New Strategies for a High-Growth Team
SUMMARY
The Fraud ML team within a massive telecommunications company had been successful to the point of outpacing themselves – rapid growth called for change.
The lead executive, like her team, was stretched thin and didn’t know where to begin on a new path forward.
The challenge for Hop was to gain a clear understanding of existing bottlenecks and tensions, and build consensus across a large number of stakeholders on a strategy to resolve them.
This engagement allowed our client to evolve the strategy for her team to increase efficiency, reduce potential points of failure, and steer away from burnout toward continued success.
THE COMPANY
Our client is a well-known Fortune 10 multinational telecommunications company. With a robust Fraud ML team that has been tremendously impactful within the organization, our client had experienced rapid growth as a result of their success, and their processes and platform hadn’t kept up. The lead executive of the team engaged Hop to advise on the best path forward – it was obvious that something needed to change, but what exactly? And where to begin?
THE CHALLENGE
As sometimes happens with successful ML teams, rapid growth had resulted in our client’s team members being stretched thin. There were many single points of failure, and models were not getting into production quickly enough to demonstrate the ROI of the investment in hiring. Minor updates were taking months, knowledge was siloed, and the engineering teams were burned out. Everyone was doing good work, but organizationally there was friction, both for those doing the work and for those consuming it. Our primary challenge was to figure out a strategy for accelerating the velocity of this team.

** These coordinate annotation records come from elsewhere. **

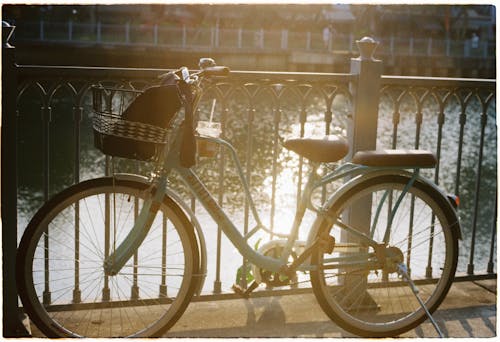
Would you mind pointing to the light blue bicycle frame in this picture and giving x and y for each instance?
(126, 249)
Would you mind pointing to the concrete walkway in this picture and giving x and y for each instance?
(469, 310)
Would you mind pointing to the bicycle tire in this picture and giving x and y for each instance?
(370, 303)
(145, 298)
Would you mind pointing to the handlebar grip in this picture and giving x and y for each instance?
(216, 71)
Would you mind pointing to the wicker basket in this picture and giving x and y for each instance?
(115, 135)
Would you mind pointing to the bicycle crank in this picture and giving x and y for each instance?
(403, 271)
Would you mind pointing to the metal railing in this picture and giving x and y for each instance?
(455, 118)
(257, 108)
(209, 38)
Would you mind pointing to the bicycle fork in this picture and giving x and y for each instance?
(119, 256)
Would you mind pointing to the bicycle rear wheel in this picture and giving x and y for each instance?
(370, 299)
(60, 273)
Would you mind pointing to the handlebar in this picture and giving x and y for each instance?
(189, 89)
(207, 70)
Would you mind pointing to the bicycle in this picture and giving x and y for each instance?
(89, 262)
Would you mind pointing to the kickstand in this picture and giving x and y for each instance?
(404, 272)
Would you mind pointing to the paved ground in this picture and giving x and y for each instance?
(468, 311)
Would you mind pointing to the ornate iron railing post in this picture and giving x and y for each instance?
(362, 130)
(12, 325)
(362, 134)
(365, 97)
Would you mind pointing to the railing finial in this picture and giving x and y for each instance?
(367, 46)
(7, 30)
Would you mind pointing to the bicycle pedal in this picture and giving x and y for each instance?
(244, 293)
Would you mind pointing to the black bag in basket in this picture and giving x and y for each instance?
(155, 106)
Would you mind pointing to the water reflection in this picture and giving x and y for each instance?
(256, 128)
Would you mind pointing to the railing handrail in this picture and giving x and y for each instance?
(283, 39)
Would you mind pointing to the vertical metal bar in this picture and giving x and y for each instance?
(277, 119)
(77, 294)
(135, 288)
(70, 30)
(163, 285)
(302, 119)
(46, 117)
(463, 121)
(470, 266)
(155, 34)
(98, 27)
(12, 325)
(184, 35)
(493, 234)
(107, 230)
(222, 167)
(249, 152)
(42, 30)
(77, 115)
(328, 122)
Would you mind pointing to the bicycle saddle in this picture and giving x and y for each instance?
(396, 158)
(327, 149)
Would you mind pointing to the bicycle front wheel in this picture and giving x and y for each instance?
(360, 288)
(60, 273)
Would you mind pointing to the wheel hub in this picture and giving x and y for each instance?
(393, 257)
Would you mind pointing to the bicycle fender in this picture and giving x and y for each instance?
(200, 238)
(378, 173)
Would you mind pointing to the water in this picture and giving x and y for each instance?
(260, 135)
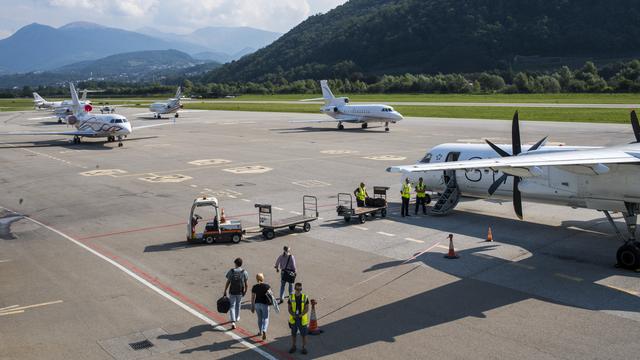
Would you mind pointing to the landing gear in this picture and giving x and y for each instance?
(628, 255)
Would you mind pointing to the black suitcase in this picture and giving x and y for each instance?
(224, 305)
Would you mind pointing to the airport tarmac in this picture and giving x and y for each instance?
(93, 254)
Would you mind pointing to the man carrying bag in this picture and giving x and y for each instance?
(287, 263)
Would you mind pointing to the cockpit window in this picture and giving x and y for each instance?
(426, 159)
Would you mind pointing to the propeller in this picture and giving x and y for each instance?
(516, 149)
(636, 125)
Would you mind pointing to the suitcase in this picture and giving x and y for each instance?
(224, 305)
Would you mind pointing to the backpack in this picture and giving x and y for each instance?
(236, 283)
(224, 304)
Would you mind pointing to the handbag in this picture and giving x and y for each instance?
(288, 275)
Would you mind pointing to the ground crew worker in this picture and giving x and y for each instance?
(406, 195)
(361, 195)
(298, 317)
(421, 196)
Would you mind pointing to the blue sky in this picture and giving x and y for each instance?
(179, 16)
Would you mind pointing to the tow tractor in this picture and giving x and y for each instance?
(218, 229)
(268, 226)
(378, 205)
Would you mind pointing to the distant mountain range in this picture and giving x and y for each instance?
(139, 66)
(374, 37)
(39, 47)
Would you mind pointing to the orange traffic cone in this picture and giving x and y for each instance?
(313, 320)
(452, 252)
(489, 235)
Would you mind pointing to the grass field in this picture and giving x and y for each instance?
(499, 98)
(479, 112)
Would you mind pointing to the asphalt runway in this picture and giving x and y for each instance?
(93, 254)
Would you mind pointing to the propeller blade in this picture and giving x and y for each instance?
(515, 135)
(517, 197)
(537, 145)
(496, 184)
(497, 149)
(636, 125)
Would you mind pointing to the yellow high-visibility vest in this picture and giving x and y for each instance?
(406, 190)
(421, 190)
(362, 193)
(303, 300)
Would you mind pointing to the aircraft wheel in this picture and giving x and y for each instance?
(628, 256)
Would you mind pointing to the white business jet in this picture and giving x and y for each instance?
(171, 106)
(111, 126)
(344, 113)
(606, 179)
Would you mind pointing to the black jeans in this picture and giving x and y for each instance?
(423, 202)
(405, 206)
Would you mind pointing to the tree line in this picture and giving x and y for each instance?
(621, 77)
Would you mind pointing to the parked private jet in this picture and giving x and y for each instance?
(171, 106)
(344, 113)
(599, 178)
(110, 126)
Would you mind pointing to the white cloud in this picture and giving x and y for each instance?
(166, 15)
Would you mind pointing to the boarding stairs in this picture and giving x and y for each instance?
(448, 199)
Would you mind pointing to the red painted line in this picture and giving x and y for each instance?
(220, 319)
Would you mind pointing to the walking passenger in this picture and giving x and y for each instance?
(287, 263)
(260, 304)
(237, 284)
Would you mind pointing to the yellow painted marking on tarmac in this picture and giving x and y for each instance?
(568, 277)
(627, 291)
(21, 309)
(528, 267)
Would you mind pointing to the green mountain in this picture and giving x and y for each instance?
(428, 36)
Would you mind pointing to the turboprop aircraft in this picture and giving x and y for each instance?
(171, 106)
(600, 178)
(344, 113)
(110, 126)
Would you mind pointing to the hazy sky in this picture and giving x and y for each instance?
(169, 16)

Implementing any strategy successfully depended upon consensus within our client’s organization, amongst many different perspectives at all levels on problems and solutions. Gaining an understanding of all of these individual views from such a large and busy team presented a challenge in itself; creating collaboration and alignment was the next hurdle.
THE APPROACH
Our approach for increasing a team’s velocity begins with studying the lifecycle of models and data. How does this team go from research idea to impact? Who do they need to convince, how do they set up experiments, and what data and compute resources are needed? How do they drive results towards becoming a functioning part of the ecosystem? Answering such questions for models that had come to production, as well as those being refreshed or extended, illuminated the end-to-end processes for this team. From that standpoint, sources of friction became more apparent.

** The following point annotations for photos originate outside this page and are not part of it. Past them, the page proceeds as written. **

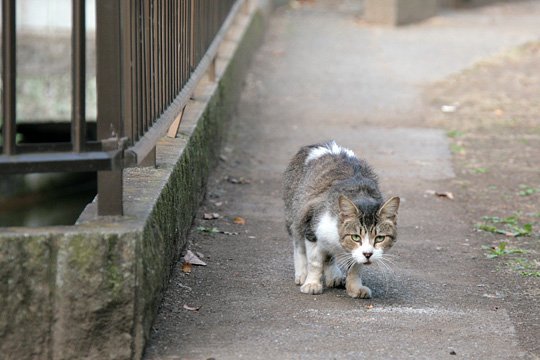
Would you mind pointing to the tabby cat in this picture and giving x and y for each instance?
(336, 218)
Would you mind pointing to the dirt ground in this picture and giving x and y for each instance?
(494, 125)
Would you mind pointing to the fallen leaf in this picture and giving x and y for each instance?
(240, 180)
(205, 229)
(444, 194)
(186, 268)
(239, 220)
(191, 308)
(449, 108)
(191, 258)
(210, 216)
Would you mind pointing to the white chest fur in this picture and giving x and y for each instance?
(327, 234)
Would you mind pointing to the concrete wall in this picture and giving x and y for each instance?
(92, 290)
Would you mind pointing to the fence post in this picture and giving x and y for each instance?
(109, 73)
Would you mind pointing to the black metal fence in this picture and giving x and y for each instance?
(150, 54)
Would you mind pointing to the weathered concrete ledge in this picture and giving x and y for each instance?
(92, 290)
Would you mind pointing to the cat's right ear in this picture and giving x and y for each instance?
(347, 209)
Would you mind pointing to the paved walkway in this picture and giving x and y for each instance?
(323, 74)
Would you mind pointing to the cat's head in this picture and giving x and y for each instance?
(367, 233)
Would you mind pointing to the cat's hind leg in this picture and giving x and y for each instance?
(300, 261)
(353, 284)
(315, 259)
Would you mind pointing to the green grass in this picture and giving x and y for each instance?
(510, 226)
(526, 190)
(501, 250)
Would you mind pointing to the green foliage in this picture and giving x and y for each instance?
(511, 226)
(212, 230)
(526, 190)
(501, 250)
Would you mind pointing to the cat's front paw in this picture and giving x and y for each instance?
(300, 278)
(335, 282)
(362, 292)
(311, 288)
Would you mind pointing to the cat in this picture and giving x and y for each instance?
(336, 218)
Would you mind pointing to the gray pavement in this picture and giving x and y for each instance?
(324, 74)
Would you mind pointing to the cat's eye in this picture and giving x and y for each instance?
(355, 237)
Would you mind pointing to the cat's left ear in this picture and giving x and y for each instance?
(389, 209)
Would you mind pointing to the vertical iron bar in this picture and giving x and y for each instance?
(78, 76)
(126, 33)
(109, 99)
(146, 66)
(9, 75)
(192, 36)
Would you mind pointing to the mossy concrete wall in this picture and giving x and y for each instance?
(92, 290)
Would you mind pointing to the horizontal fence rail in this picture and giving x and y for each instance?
(150, 54)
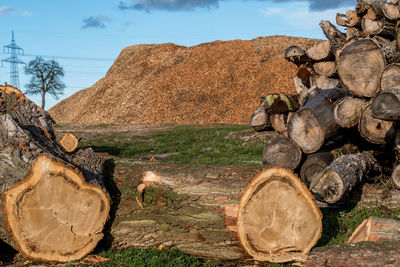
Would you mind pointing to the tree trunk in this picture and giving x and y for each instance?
(296, 55)
(396, 176)
(279, 123)
(391, 11)
(360, 66)
(324, 82)
(325, 68)
(337, 38)
(374, 130)
(53, 206)
(278, 219)
(313, 123)
(390, 77)
(365, 254)
(259, 120)
(69, 142)
(320, 52)
(314, 164)
(281, 151)
(386, 106)
(341, 176)
(376, 229)
(348, 111)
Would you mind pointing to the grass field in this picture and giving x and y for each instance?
(196, 145)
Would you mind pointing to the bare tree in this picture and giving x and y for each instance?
(46, 78)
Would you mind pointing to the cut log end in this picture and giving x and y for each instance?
(69, 142)
(54, 215)
(278, 219)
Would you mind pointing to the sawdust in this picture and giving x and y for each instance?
(218, 82)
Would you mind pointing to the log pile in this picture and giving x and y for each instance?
(53, 203)
(343, 130)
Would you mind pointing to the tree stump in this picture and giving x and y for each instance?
(278, 219)
(54, 205)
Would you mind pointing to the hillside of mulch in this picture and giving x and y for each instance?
(218, 82)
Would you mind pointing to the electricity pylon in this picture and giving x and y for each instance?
(14, 50)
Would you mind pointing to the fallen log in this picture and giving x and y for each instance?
(54, 205)
(69, 142)
(348, 111)
(278, 219)
(363, 254)
(376, 229)
(314, 164)
(375, 130)
(313, 123)
(341, 176)
(360, 66)
(281, 151)
(386, 106)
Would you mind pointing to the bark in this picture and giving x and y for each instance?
(364, 254)
(53, 208)
(386, 106)
(390, 77)
(376, 229)
(348, 111)
(314, 123)
(360, 66)
(281, 151)
(259, 120)
(69, 142)
(296, 55)
(374, 130)
(341, 176)
(325, 68)
(314, 164)
(278, 219)
(324, 82)
(337, 38)
(395, 177)
(391, 11)
(320, 52)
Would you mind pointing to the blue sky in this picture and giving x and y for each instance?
(85, 36)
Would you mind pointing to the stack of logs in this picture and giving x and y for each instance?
(348, 93)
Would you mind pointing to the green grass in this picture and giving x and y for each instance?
(192, 142)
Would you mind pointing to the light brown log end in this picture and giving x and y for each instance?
(69, 142)
(54, 215)
(278, 219)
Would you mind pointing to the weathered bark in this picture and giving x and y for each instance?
(348, 111)
(69, 142)
(324, 82)
(53, 208)
(279, 123)
(390, 77)
(314, 164)
(374, 130)
(391, 11)
(281, 151)
(296, 55)
(396, 176)
(337, 38)
(278, 219)
(259, 120)
(386, 106)
(313, 123)
(320, 52)
(360, 66)
(341, 176)
(376, 229)
(325, 68)
(364, 254)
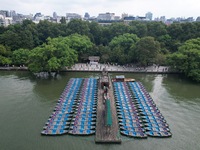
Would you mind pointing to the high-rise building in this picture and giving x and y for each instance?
(70, 16)
(149, 16)
(86, 16)
(55, 15)
(106, 16)
(163, 19)
(198, 19)
(5, 13)
(124, 15)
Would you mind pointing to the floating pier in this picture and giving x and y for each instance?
(107, 130)
(106, 108)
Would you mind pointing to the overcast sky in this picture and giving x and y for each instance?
(168, 8)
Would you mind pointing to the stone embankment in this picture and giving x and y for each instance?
(82, 67)
(118, 68)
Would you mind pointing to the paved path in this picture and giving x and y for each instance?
(118, 68)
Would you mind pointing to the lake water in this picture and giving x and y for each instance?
(27, 102)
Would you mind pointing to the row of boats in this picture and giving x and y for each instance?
(138, 115)
(75, 112)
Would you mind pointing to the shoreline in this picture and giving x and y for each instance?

Before solving any problems that had been surfaced, it was important to review findings with all stakeholders to create alignment. Data scientists came to see more clearly downstream issues, engineers realized where their workflow created a bottleneck, and management gained a better understanding of where investment could have the greatest ROI.

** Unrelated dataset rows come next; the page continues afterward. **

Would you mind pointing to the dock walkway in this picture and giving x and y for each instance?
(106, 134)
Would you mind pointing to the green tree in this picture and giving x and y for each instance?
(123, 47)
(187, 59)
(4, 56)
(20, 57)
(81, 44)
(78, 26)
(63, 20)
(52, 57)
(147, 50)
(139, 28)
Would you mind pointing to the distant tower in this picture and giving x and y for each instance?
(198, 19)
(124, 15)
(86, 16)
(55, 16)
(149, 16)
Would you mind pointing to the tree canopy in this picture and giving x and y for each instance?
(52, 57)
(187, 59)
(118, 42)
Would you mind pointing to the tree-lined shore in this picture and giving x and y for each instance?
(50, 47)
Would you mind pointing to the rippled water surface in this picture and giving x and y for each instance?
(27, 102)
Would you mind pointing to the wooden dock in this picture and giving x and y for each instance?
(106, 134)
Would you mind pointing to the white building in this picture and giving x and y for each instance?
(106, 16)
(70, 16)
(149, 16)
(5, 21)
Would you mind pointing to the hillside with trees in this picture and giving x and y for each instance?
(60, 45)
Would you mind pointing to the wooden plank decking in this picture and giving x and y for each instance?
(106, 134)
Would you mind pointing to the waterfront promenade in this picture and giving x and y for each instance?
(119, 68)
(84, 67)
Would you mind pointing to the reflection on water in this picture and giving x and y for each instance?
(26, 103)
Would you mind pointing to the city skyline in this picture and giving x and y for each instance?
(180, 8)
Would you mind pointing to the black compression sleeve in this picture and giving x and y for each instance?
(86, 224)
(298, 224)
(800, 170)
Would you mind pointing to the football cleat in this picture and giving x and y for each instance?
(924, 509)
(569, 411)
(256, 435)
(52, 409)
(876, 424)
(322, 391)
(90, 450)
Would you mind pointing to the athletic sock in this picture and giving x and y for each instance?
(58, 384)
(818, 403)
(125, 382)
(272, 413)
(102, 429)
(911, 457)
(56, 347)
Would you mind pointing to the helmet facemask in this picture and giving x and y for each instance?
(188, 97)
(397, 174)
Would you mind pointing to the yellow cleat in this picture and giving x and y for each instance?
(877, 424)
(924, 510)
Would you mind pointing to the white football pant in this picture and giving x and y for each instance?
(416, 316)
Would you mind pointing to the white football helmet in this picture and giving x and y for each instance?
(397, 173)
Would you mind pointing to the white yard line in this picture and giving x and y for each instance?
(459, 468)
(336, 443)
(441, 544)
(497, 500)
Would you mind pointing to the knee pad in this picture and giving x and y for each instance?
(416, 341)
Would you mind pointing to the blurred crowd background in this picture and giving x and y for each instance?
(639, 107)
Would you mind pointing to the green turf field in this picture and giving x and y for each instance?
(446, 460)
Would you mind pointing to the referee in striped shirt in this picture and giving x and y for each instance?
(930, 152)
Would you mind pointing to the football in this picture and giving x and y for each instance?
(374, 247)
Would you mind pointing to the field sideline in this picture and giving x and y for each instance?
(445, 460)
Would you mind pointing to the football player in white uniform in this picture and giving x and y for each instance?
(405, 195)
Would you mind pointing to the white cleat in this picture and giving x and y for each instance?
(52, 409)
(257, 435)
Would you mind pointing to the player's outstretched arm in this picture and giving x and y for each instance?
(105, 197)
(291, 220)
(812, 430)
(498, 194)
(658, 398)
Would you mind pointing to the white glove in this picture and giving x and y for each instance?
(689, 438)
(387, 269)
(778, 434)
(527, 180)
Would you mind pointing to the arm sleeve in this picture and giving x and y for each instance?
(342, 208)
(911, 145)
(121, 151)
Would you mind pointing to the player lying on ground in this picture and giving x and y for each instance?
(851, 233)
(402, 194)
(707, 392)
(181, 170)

Our next step was to design solutions with the relevant stakeholders. What we often find is that once there’s alignment on high-priority friction points and why they’re important to an organization’s overall effectiveness, solutions move along more quickly. People bring their own expertise and creativity to smooth the path toward the ultimate vision, making tweaks along the way to accelerate the timeline. In our client’s case, one example of this showed up in an opportunity to repurpose an existing cost-cutting effort by the cloud infrastructure team to support machinery for the data scientists – a minor extra effort that wouldn’t have been possible without larger awareness of a common goal.
THE RESULTS
It can be difficult to step back and reflect on strategy and a larger focus when you’re leading a fast-growing, high-impact team. This engagement gave our client the space to do this. The original strategy that had spurred rapid growth was now outdated – we helped our client to rearticulate the strategy in the context of the larger team, allowing for more efficient and comprehensive teamwork. The reorganization of subteams into larger groups with multiple leads also reduced potential points of failure.
The ultimate result of our work was the alignment around a path away from pain and burnout for a large team with great potential, reinvigorating and empowering them in their work and the future impact they’ll have in the organization.